Tim eventually confesses all to Nick who forgives him for his jealousy and agrees to continue with the partnership; however, at a press conference for Natalie's electoral campaign (where she promises to withdraw her candidacy if it is proven Vapoorize is harmful to the environment in any way), Corky's body is seen floating down the nearby river. Corky's post-mortem reveals that the horse was not killed by the arrow as previously thought but actually poisoned by a by-product of Vapoorize, used by Tim to treat his garden after Corky came to eat the apples from his tree. The veterinarian Dr. Fernandez informs the pair that she is obliged to notify the Environmental Protection Agency and Vapoorize is immediately pulled from the market. Nick and Tim almost lose all their wealth and glory, until Tim comes up with an invention of his own: Pocket Flan, inspired by Nick's family's love for the dessert. J-Man is shown in the audience of Tim and Nick's infomercial for Pocket Flan, apparently reconciled.

==Cast==
- Ben Stiller as Tim Dingman
- Jack Black as Nick Vanderpark
- Rachel Weisz as Debbie Dingman
- Amy Poehler as Natalie Vanderpark
- Christopher Walken as J-Man Goddard
- Ariel Gade as Lula Dingman
- Sam Lerner as Michael Dingman
- Blue Deckert as Cal
- Terry Bozeman as Worker
- Tom McCleister as Bosco
- Maricela Ochoa as Dr. Fernandez
- Tara Karsian as Lab Assistant
- Ted Rooney as Auctioneer
- Cayden Boyd as Wolf
- Kent Shocknek as Newscaster

==Reception==
Envy received generally negative reviews from critics. On Rotten Tomatoes, the film has an approval rating of 8%, based on 118 reviews with an average rating of 3.11/10. The site's critical consensus reads: "Jack Black and Ben Stiller fail to wring laughs from a script that's essentially one extended poop joke." On Metacritic, the film has a score of 31 out of 100, based on 30 critics, indicating "generally unfavorable" reviews. Audiences polled by CinemaScore gave the film an average grade of "D" on an A+ to F scale.

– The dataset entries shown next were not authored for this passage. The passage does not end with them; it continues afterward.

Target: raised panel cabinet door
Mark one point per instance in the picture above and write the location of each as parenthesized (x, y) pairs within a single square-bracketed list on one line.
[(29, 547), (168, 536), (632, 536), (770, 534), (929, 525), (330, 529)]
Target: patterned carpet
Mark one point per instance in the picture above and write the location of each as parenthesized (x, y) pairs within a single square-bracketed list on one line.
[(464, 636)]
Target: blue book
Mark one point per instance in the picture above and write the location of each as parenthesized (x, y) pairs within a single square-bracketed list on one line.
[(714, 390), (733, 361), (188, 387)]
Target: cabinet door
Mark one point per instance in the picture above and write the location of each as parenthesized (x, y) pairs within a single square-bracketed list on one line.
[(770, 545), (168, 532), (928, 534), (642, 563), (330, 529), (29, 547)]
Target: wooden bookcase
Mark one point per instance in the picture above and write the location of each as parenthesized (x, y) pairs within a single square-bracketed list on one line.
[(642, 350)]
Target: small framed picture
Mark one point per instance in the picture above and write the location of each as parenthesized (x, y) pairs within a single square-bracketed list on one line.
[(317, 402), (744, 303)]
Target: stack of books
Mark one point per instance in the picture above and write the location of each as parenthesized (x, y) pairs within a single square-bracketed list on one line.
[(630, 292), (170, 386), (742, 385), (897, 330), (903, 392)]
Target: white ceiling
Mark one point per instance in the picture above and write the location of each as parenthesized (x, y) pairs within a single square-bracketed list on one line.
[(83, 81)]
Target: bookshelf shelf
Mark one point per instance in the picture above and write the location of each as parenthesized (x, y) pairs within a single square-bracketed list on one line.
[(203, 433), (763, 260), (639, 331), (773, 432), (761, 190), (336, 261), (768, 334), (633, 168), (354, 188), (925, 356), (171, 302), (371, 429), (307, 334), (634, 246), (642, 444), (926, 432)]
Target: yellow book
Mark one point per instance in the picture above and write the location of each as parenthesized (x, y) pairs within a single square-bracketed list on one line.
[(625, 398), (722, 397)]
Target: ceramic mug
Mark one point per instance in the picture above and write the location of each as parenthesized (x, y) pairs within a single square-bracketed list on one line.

Roger Ebert of the Chicago Sun-Times gave the film two out of four stars. He said: "The movie is funny, yes, but not really funny enough." Varietys Robert Koehler wrote that the film "can't decide whether to be an eccentric black comedy or a middle-of-the-road diversion" and Barry Levinson's "desire to provoke extreme laughs isn't matched by a strategy of how to get to the edge -- especially when the edge is some distance from his trusty Baltimore storytelling roots."

Stella Papamichael of BBC said that "Envy is all about flogging a dead horse", while Nick Schager of Slant stated regarding a scene in a film: "[a] canary-yellow Lamborghini's license plate reads "Caca King" in Envy, nicely summing up this dreadful money-versus-friendship comedy". According to Time Out: "Had School of Rock not made Jack Black so bankable, this comedy would surely have gone straight to video – which is where it belongs".

The film was nominated for a Golden Raspberry Award for Worst Actor (Stiller for this film, Along Came Polly, Anchorman: The Legend of Ron Burgundy, Dodgeball: A True Underdog Story and Starsky & Hutch) but lost to Fahrenheit 9/11 (George W. Bush) at the 25th Golden Raspberry Awards.